Upon reaching the land of E'gypt they were sent to the high officer who had charge of all the grain. Without his permission, no grain could be taken from E'gypt. Little did the brothers think that this mighty ruler was the boy they had sold into slavery! They feared that they might meet him among the slaves of that country, but never dreamed of seeing him as a ruler second only to the king. For this reason it was easy for Jo'seph to keep them from knowing who he was.
When the brothers were brought before Jo'seph, they bowed so low that their faces almost touched the ground, for this was the manner in which common people showed respect to a great ruler. Jo'seph wore the costly robes of his office, spoke the E'gyp-tian language perfectly, and acted with all the dignity of a nobleman. It is no wonder that even his own brothers did not know him as he stood before them. Jo'seph, however, knew them at once, for they had changed very little since he last had seen them. Because he loved his brothers in spite of what they had done to him, it was hard for Jo'seph to treat them as though they were strangers, but this he did.

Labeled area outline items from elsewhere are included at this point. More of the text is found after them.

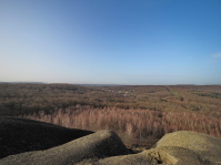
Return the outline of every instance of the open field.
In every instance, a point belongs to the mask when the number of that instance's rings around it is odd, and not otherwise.
[[[129,146],[150,147],[178,130],[221,137],[221,86],[2,83],[0,115],[91,131],[110,128]]]

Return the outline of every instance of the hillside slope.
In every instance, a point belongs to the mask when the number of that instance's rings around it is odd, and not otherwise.
[[[6,120],[6,118],[4,118]],[[32,125],[48,124],[21,118]],[[2,123],[1,123],[2,124]],[[22,125],[29,127],[28,124]],[[50,126],[54,126],[51,125]],[[49,126],[49,127],[50,127]],[[2,127],[2,125],[0,125]],[[10,127],[8,127],[10,128]],[[9,131],[8,131],[9,132]],[[18,130],[19,135],[19,130]],[[84,132],[83,133],[90,133]],[[21,132],[22,134],[22,132]],[[4,134],[7,135],[7,134]],[[39,136],[40,137],[40,136]],[[50,140],[47,140],[50,141]],[[22,142],[22,141],[20,141]],[[1,143],[2,145],[2,143]],[[4,146],[9,146],[4,144]],[[1,146],[2,147],[2,146]],[[10,149],[10,148],[8,148]],[[13,153],[16,154],[16,153]],[[99,131],[43,151],[26,152],[0,159],[3,165],[221,165],[221,138],[189,131],[179,131],[163,136],[153,148],[138,154],[124,146],[112,131]]]

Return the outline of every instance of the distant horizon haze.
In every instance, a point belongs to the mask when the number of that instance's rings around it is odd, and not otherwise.
[[[0,0],[0,82],[221,84],[220,0]]]

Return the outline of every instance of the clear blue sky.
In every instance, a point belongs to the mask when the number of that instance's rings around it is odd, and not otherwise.
[[[221,84],[221,0],[0,0],[0,81]]]

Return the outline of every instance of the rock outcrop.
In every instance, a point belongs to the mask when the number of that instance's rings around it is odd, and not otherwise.
[[[0,117],[0,158],[47,149],[91,133],[20,117]]]
[[[114,132],[99,131],[46,151],[28,152],[0,159],[4,165],[70,165],[88,158],[129,154]]]
[[[131,154],[114,132],[99,131],[49,149],[10,155],[0,164],[221,165],[221,140],[179,131],[164,135],[151,149]]]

Jo'seph had dreamed of the day when his brothers should bow before him, and they had been very angry when he told them the dream, but now it had come true. They had mocked him, making light of his prophetic dreams, but now they bowed before him in all humility. It was not yet the proper time to tell them who he was, so he patiently continued to let them think he was an E'gyp-tian.
Speaking roughly to them, Jo'seph forced his brothers to tell him from whence they came. When they said that they had come from the land of Ca'naan to buy food, he pretended not to believe them, and he declared that they were spies who had come to plan an attack upon his country. By these words Jo'seph hoped to lead his brothers into telling him all about his father without their suspecting that he was their long lost brother.
The plan of Jo'seph was successful, for the brothers said: "Thy servants are twelve brethren, the sons of one man in the land of Ca'naan; and, behold, the youngest is this day with our father, and one is not." Having learned that his father was living, Jo'seph continued to test his brothers by demanding that all but one of them be left with him in E'gypt while the other went back to Ca'naan to bring their youngest brother before him. Jo'seph then warned them that their only hope of escaping death was for the youngest brother to come back with the one who should go to fetch him.